Lindy Effect in College Football (part 3)

Links to Part 1 and Part 2.

The Lindy Effect says age predicts longevity so let’s try to make a graph that can test that. Plotly makes it pretty easy to scratch the itch and get the graph you think you want. Here’s my attempt at a scatter plot showing relationship of pre-1971 years to post-1971 years for programs both alive and dead. The line is a regression trendline created by the API. R2=.225

(Link to download here.) I got there with a little basic code to split the spans based on 1971 as our pivot year and then sum up the years on either side of the divide and whether the programs were still alive.

When you see it arrayed this way it becomes pretty clear that there was a mid-90s “extinction event” that affected programs up and down the age spectrum. 1991 is 20 on the x axis. Within 8 years, 9 programs are dead. Santa Clara had almost 90 years of football. The wikipedia article states: “At the conclusion of the 1992 season, the Santa Clara football program was discontinued due to new NCAA regulations which mandated all sports be played at the same level at each university.” I wonder if the NCAA would have this kind of clout today. Considering its legal losses in the face of NIL and the rising strength of the conferences as individual entities I doubt it. Why force Santa Clara to field D1 football if they have D1 track? Who cares?

In 1971 all the y-axis values were fixed, and we can see the passage of time since then along the x-axis. At time zero everyone was blue, and as time spooled out left to right some of the dots turned red and remained in place where they died. On the far right all those blue dots are still going concerns. The programs who started at 50+ y-value suffered some losses, but that blue cluster in the top right shows how many remained. Those below the 30-line on the y-axis were crushed, but not completely.

In other words there is a “Lindy Line” somewhere around y=50. The “old” outliers who died are Santa Clara, Pacific, UCSB and Chico. “Young” surviving outliers are Sacramento State and USD. (Without those six the R2 value is a much more robust .652.) I don’t have a theory that neatly accounts for those.
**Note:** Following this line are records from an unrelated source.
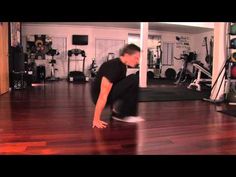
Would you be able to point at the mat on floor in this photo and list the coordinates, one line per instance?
(171, 94)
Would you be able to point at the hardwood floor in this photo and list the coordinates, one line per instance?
(56, 118)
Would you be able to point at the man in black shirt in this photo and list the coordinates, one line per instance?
(112, 87)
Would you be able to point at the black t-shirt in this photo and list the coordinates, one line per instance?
(114, 70)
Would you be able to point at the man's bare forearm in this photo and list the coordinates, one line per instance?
(99, 107)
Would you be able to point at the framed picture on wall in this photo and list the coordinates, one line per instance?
(15, 29)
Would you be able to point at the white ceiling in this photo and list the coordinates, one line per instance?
(182, 27)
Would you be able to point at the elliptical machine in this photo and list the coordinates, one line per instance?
(184, 74)
(93, 68)
(76, 76)
(52, 53)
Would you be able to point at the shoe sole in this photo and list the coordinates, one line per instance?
(122, 120)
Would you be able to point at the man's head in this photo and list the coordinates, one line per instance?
(130, 55)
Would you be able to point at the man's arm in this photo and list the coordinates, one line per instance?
(105, 89)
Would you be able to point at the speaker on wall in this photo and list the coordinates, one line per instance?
(79, 39)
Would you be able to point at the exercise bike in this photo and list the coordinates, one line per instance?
(184, 74)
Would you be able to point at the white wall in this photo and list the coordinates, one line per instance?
(198, 45)
(99, 32)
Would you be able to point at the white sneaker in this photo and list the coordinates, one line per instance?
(130, 119)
A naive approach to stats (my approach) is to say that R2 tells us that a program’s pre-1971 span is 23% of the explanation for their post-1971 span. This seems about right. Clearly the 90s reaping is a huge factor and there are a few other things going on. All in all it looks like Lindy Effect mattered but isn’t some absolute source of truth.

In the code I also tried to enumerate all the team v. team dyads and test how a Lindy Effect-driven prediction of their longevity compares to reality, and whether Lindy is above random. Of 300 dyads there are 166 correct predictions, (55%) but 59 of these dyads are “ties” where each survive. If you throw those out the success rate goes up to 69%. It’s not clear to me if this is more illuminating than the scatter plot since it basically uses the same pre/post spans in a slightly different fashion.

Was pulling in the plotly libraries a good idea or should I have used r or done some excel magic? I can honestly say two thumbs up for plotly. Writing the actual python code and getting the graphs to pop up was fun and only a fraction of the time spent on this. The hard part was trying to refine what I actually was asking, describe the problem, debug my dataset and write it up. I’m still not totally confident in the robustness of my stats approach but at least I went a little deeper than just “that looks like something.”

Lindy Effect in California College Football: real, but not omnipotent.